Jesus goes to their synagogue on a Sabbath day and begins to teach but the people who knew him simply as the Carpenter’s son are astonished at the wisdom issuing out from His words and the power that was at work in His mighty miracles. “And they took offence at him” in other words, they were cold and unreceptive to Him.
Jesus made a parable that “A prophet is not without honour except in his own country, and among his own kin, and in his own house.” Jesus was not surprised by their reaction. Their lack of faith was caused by their familiarity with Jesus. They just couldn’t see beyond the carpenter’s son they knew Him as. Even the disciples of Jesus were still trying to grapple with the fact that Jesus is God in human flesh.
It is quite touching that their lack of faith became an obstacle preventing them from receiving the miracles Jesus had wanted for them. Mark tells us: “He could do no mighty work there, except that he laid hands upon a few sick people and healed them.”
Could it be the case that our lack of faith (familiarity with Jesus) is responsible for the near absence of miracles today? Do I receive Holy Communion casually even when I am fully conscious of mortal sins which I am yet to confess? Is my faith as strong as the woman with the issue of blood who touched Jesus’ garment or am I just like these people who failed to acknowledge God in the person of Jesus?
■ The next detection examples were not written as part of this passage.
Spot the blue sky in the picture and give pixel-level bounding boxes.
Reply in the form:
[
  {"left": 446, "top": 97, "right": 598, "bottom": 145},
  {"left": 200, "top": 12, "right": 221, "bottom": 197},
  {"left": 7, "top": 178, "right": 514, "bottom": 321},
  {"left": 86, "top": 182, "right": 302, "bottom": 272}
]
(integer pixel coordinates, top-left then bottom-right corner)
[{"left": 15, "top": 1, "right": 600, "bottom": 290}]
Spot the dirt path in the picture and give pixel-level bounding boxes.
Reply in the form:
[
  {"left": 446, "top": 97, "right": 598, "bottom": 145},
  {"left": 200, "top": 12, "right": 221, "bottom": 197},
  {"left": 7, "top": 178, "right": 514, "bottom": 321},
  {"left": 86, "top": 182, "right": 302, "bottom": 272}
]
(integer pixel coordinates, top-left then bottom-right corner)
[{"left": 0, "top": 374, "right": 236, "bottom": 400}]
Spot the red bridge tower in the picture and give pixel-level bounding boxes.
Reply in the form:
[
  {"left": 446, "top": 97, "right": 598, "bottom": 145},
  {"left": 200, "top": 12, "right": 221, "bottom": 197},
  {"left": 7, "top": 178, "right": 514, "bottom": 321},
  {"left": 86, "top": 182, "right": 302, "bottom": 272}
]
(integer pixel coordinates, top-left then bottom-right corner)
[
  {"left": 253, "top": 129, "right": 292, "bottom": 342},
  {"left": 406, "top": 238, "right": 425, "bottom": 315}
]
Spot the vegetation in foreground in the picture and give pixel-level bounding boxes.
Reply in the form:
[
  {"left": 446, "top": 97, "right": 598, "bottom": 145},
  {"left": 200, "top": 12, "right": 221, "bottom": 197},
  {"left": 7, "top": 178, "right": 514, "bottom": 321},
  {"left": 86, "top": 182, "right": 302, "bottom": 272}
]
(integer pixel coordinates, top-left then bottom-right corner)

Our first reading today teaches us a lot of lessons: One, the need to pray for our leaders. David did something he wasn’t supposed to do. He took a census. And for this sin of his, seventy thousand persons died. When our leaders make mistakes, the masses suffer, when our leaders are clueless, insensitive and concerned only about their personal enrichment, the poor masses suffer.
Secondly, we learn to acknowledge our faults and quickly ask for mercy. Unlike Saul who tried to justify his wrong deed, David went on his knees several times to beg for God’s forgiveness. And on this occasion, God stopped the pestilence that was scraping through the nation of Israel.
Today, we remember St. Agatha, a virgin who was martyred for her faith. She was born in Sicily, of rich and noble parents and consecrated from her earliest infancy to God. In the midst of dangers and temptations, she served Christ in the purity of body and soul, and she died for the love of chastity. St. Agatha, just like our own Vivian Ogu of Nigeria died in defence of her purity. She chose to die than to defile herself. We celebrate her as a parish today because our parish is St. Agatha Catholic Church.
In Nigeria today, countless Christians have lost their lives simply for the sake of their faith. Religious persecution is really happening now in Nigeria. It was there long before this present government and it has cut across both Muslim and Christian faithful but has now assumed an unprecedented rate today.
As God ended the pestilence in our first reading, we pray for God to end this persecution. Also, we pray that our youths may be inspired to keep themselves pure and undefiled and be willing to die to preserve their bodily purity.
Let us Pray: Lord Jesus, deepen our faith and grant that we may never suffer for the sins of our leaders. Amen.
Be Happy. Live Positive. Have Faith. It is well with you. (Wednesday of the 4th week in Ordinary Time. Bible Study: 2 Samuel 24:2-17, Psalm 32 and Mark 6:1-6).